Description

Dunning t-digest for online quantile estimation.

Description

A pure functional implementation of the Dunning t-digest data structure (merging digest variant, K1 arcsine scale function) using finger trees with four-component monoidal measures for O(log n) insertion and queries. . Also provides a mutable variant backed by mutable vectors in the ST monad. . The t-digest provides streaming, mergeable, memory-bounded approximation of quantile (percentile) queries with high accuracy in the tails. . Features: . * O(log n) insertion via split-by-mean (no buffering needed) * O(log n) quantile queries via split-by-cumulative-weight * O(log n) CDF queries via split-by-mean * O(δ log n) compression via split-based greedy merge * O(1) total weight, centroid count, and chunk mean computation * Mutable variant with O(1) amortized insertion via buffering

README.md

hackage.haskell.org

dunning-t-digest

Streaming quantile estimation with bounded space and high tail accuracy.
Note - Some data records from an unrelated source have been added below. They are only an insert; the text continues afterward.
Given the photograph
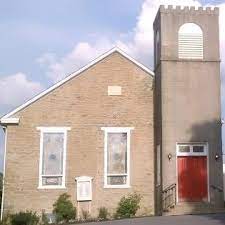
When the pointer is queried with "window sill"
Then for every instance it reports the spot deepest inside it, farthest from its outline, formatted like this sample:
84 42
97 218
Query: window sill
117 186
51 187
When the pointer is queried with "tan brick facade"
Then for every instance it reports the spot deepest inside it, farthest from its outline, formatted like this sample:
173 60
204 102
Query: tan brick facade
83 105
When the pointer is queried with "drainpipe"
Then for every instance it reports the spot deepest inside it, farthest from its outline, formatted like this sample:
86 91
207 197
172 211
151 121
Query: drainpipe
2 205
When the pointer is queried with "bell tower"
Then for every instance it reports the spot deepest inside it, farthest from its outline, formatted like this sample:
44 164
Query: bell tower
188 105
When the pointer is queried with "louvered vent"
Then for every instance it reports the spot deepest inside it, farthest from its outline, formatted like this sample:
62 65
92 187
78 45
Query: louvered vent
190 41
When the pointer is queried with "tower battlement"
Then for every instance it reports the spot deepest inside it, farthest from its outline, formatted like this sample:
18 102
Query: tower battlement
189 9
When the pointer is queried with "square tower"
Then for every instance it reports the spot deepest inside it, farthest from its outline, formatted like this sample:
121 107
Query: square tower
187 106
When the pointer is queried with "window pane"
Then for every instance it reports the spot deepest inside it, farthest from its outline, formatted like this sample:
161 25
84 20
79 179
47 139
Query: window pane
53 153
116 180
84 189
117 153
184 148
51 180
198 148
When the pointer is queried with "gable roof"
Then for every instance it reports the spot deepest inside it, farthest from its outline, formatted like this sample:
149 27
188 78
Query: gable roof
101 57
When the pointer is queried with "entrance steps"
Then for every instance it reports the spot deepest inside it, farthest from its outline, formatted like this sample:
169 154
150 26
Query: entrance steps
189 208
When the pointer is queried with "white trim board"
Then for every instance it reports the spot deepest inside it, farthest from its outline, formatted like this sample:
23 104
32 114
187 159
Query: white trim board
4 168
101 57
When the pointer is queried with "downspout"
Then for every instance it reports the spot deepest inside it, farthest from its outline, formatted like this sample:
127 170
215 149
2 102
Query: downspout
3 181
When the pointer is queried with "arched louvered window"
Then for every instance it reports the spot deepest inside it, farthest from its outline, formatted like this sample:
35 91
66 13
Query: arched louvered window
190 41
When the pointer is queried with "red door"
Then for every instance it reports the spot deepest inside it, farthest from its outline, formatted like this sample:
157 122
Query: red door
192 178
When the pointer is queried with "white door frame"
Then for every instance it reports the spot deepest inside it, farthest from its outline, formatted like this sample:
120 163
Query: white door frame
191 153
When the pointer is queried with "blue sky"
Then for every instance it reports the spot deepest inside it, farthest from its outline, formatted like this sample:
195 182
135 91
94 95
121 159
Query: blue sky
43 41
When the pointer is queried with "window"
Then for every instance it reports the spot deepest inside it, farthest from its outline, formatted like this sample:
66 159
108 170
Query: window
52 157
158 176
190 41
84 188
117 157
157 48
184 148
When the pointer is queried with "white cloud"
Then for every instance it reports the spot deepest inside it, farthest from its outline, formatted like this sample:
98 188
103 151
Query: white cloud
140 46
16 88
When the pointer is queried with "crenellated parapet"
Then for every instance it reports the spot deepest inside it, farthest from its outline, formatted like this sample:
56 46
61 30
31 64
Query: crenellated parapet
189 9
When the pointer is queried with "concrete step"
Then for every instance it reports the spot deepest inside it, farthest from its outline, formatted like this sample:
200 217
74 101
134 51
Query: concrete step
190 208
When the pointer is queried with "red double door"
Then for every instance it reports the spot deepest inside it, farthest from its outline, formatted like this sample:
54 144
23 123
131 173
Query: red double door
192 178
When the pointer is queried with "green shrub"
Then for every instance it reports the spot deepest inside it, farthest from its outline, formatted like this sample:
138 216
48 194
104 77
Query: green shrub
6 220
63 209
24 218
103 213
128 206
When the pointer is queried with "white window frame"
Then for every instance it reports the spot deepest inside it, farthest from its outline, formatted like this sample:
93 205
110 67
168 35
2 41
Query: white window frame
80 180
52 130
116 130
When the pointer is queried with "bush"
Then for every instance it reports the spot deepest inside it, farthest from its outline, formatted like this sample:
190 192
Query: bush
44 219
24 218
128 206
103 213
63 209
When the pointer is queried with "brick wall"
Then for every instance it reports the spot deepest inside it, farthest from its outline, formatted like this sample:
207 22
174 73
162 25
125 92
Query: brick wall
84 105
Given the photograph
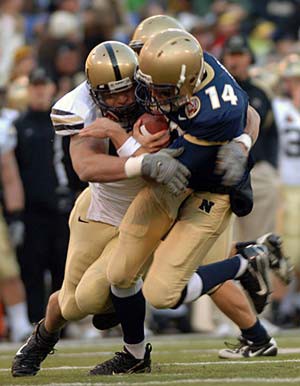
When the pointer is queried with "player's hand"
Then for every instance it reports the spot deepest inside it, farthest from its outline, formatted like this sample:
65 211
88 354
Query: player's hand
101 128
231 162
164 169
152 142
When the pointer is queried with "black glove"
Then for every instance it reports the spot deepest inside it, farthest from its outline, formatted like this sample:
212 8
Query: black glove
166 170
16 228
231 162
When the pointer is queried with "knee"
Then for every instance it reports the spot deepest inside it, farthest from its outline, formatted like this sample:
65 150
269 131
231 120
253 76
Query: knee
70 310
160 295
120 278
92 299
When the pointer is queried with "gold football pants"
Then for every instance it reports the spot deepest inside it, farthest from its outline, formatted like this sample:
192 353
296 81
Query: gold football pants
201 220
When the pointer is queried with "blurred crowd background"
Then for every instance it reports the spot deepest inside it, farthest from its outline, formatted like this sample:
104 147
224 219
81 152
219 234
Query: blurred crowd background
43 47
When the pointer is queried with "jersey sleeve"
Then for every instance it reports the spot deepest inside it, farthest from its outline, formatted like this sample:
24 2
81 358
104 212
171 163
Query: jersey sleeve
65 122
73 111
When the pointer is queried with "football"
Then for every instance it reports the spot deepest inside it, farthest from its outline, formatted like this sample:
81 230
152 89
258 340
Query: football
151 124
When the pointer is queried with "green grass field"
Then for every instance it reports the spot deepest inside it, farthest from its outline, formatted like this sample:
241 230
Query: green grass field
177 360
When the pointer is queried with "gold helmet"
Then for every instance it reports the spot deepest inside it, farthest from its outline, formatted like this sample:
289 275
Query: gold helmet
171 65
150 27
110 69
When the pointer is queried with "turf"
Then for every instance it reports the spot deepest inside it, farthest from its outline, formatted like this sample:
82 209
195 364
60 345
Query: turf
177 360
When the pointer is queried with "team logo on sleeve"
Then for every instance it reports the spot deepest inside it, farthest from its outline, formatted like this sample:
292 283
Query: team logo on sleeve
192 108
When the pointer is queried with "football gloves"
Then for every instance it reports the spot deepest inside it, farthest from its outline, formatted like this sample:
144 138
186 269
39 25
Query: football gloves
231 162
164 169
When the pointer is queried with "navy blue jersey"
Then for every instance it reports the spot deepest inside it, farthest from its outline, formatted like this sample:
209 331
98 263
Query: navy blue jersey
216 114
218 111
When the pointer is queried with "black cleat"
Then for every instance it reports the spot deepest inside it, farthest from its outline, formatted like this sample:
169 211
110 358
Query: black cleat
279 263
247 349
29 357
105 321
124 363
256 279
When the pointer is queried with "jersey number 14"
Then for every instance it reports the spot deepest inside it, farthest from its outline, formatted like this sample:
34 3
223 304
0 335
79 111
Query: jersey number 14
228 95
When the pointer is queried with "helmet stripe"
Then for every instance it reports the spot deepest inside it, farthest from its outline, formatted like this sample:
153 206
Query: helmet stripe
114 61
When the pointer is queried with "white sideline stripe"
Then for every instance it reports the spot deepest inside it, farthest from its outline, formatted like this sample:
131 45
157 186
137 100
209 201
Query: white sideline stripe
180 381
283 351
242 362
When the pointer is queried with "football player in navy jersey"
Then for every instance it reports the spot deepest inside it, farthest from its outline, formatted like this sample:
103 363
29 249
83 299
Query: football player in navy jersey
215 138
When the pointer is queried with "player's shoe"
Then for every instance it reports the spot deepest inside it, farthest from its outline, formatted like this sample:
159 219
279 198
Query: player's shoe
279 263
29 357
105 321
247 349
256 280
124 363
When you have millions of latency measurements, sensor readings, or financial tick data flowing through a pipeline, you often need to answer questions like "what was the 99th-percentile response time?" without storing every observation. The t-digest is a compact sketch data structure that answers such questions in bounded memory, with accuracy that is highest precisely where it matters most — in the extreme tails of the distribution.

This package provides two Haskell implementations of the merging t-digest with the K₁ (arcsine) scale function, as described by Dunning (2021) and Dunning & Ertl (2019):

Data.Sketch.TDigest — a purely functional implementation backed by a finger tree with a four-component monoidal measure, providing O(log n) insertion, query, and merge operations with no mutable state.
Data.Sketch.TDigest.Mutable — a mutable implementation in the ST monad using buffer-and-flush with greedy merge over mutable vectors, providing O(1) amortised insertion for high-throughput ingestion.
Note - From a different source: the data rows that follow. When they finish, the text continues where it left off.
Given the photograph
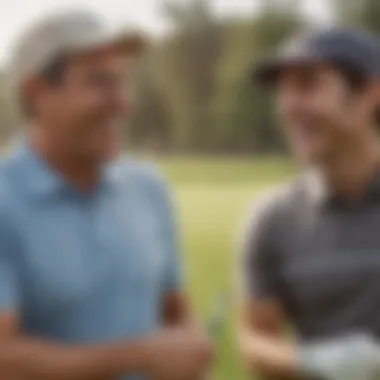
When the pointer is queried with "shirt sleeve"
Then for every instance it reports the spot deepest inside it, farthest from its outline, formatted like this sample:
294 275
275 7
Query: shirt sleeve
9 284
172 277
257 267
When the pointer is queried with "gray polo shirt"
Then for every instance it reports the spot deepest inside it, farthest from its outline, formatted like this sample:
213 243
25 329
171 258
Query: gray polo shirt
319 256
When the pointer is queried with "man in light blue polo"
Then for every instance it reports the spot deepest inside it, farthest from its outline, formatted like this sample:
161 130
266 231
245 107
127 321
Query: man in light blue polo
89 275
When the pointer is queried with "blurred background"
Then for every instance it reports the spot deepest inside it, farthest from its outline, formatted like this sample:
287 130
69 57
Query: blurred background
198 116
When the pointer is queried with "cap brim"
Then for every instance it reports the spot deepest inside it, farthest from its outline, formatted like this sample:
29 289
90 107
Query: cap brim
268 71
128 43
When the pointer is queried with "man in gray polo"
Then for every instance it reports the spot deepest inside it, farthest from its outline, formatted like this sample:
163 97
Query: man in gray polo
311 251
90 279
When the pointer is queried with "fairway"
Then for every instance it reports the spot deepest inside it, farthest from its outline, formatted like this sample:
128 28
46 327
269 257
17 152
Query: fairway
212 196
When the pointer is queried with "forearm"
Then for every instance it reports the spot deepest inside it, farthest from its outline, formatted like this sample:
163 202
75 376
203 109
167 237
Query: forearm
271 358
27 359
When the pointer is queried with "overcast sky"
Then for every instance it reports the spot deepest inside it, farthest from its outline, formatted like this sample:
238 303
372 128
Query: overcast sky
15 14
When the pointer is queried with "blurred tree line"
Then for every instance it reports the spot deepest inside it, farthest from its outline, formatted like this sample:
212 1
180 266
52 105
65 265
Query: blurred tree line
193 93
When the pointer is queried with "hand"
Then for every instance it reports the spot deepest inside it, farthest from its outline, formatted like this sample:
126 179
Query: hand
351 358
179 354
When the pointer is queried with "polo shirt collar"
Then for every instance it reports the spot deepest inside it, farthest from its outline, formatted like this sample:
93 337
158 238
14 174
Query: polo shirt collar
321 195
43 180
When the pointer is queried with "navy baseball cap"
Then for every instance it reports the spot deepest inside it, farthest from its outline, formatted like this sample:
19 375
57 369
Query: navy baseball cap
351 48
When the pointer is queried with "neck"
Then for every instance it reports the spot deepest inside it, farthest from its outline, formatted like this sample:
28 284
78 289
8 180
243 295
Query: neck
350 172
76 169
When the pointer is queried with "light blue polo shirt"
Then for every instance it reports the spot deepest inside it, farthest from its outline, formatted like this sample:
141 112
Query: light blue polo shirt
85 268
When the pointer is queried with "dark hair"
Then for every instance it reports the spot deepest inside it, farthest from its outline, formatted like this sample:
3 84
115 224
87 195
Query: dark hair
356 81
52 74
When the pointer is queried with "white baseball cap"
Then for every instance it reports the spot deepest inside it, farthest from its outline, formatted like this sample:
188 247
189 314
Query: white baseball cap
73 31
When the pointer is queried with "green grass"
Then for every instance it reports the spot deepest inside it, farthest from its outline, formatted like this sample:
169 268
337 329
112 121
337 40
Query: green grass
213 196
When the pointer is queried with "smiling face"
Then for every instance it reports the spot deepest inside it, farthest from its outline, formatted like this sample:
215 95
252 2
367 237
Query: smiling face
321 111
83 112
Both variants guarantee O(δ) space usage regardless of how many data points are ingested, where δ is a user-chosen compression parameter (default 100).

Quick start

import Data.Sketch.TDigest

main :: IO ()
main = do
  let td = foldl' (flip add) empty [1.0 .. 100000.0]
  print (quantile 0.99 td)   -- 99th percentile
  print (quantile 0.999 td)  -- 99.9th percentile
  print (cdf 50000.0 td)     -- fraction ≤ 50000

The mutable variant is useful for tight inner loops:

import Data.Sketch.TDigest.Mutable
import Control.Monad (forM_)

result :: Maybe Double
result = runTDigest $ do
  td <- new
  forM_ [1.0 .. 100000.0] $ \v -> add v td
  quantile 0.99 td

Why another t-digest on Hackage?

The existing tdigest package is a fine implementation. This package differs in several ways that may or may not matter for your use case:

	`dunning-t-digest`	`tdigest`
Internal structure	Finger tree (pure) / mutable vectors (ST)	Balanced tree
Scale function	K₁ arcsine	K₂
Mutable variant	Yes (`ST` monad)	No
Module namespace	`Data.Sketch.*`	`Data.TDigest.*`
Monoidal measure	Four-component (weight, count, maxMean, meanWeightSum) for O(1) chunk statistics	—

The choice of scale function affects the accuracy profile: K₁ provides tighter bounds at extreme quantiles (q < 0.01 or q > 0.99) at the cost of slightly looser bounds near the median, while K₂ distributes accuracy more uniformly. See §3 of Dunning & Ertl (2019) for a detailed comparison.

How it works

A t-digest maintains a sorted collection of centroids — (mean, weight) pairs that summarise clusters of nearby data points. The key idea is that centroids near the tails of the distribution (q ≈ 0 or q ≈ 1) are kept small, while centroids in the interior may grow large. This non-uniform resolution is governed by the scale function:

$$k_1(q, \delta) = \frac{\delta}{2\pi} \arcsin(2q - 1)$$

Two adjacent quantile positions q₀ and q₁ may share a centroid if and only if k₁(q₁) − k₁(q₀) ≤ 1. Because the arcsine function has infinite slope at 0 and 1, this forces centroids at the extremes to carry very little weight, yielding high relative accuracy for tail queries.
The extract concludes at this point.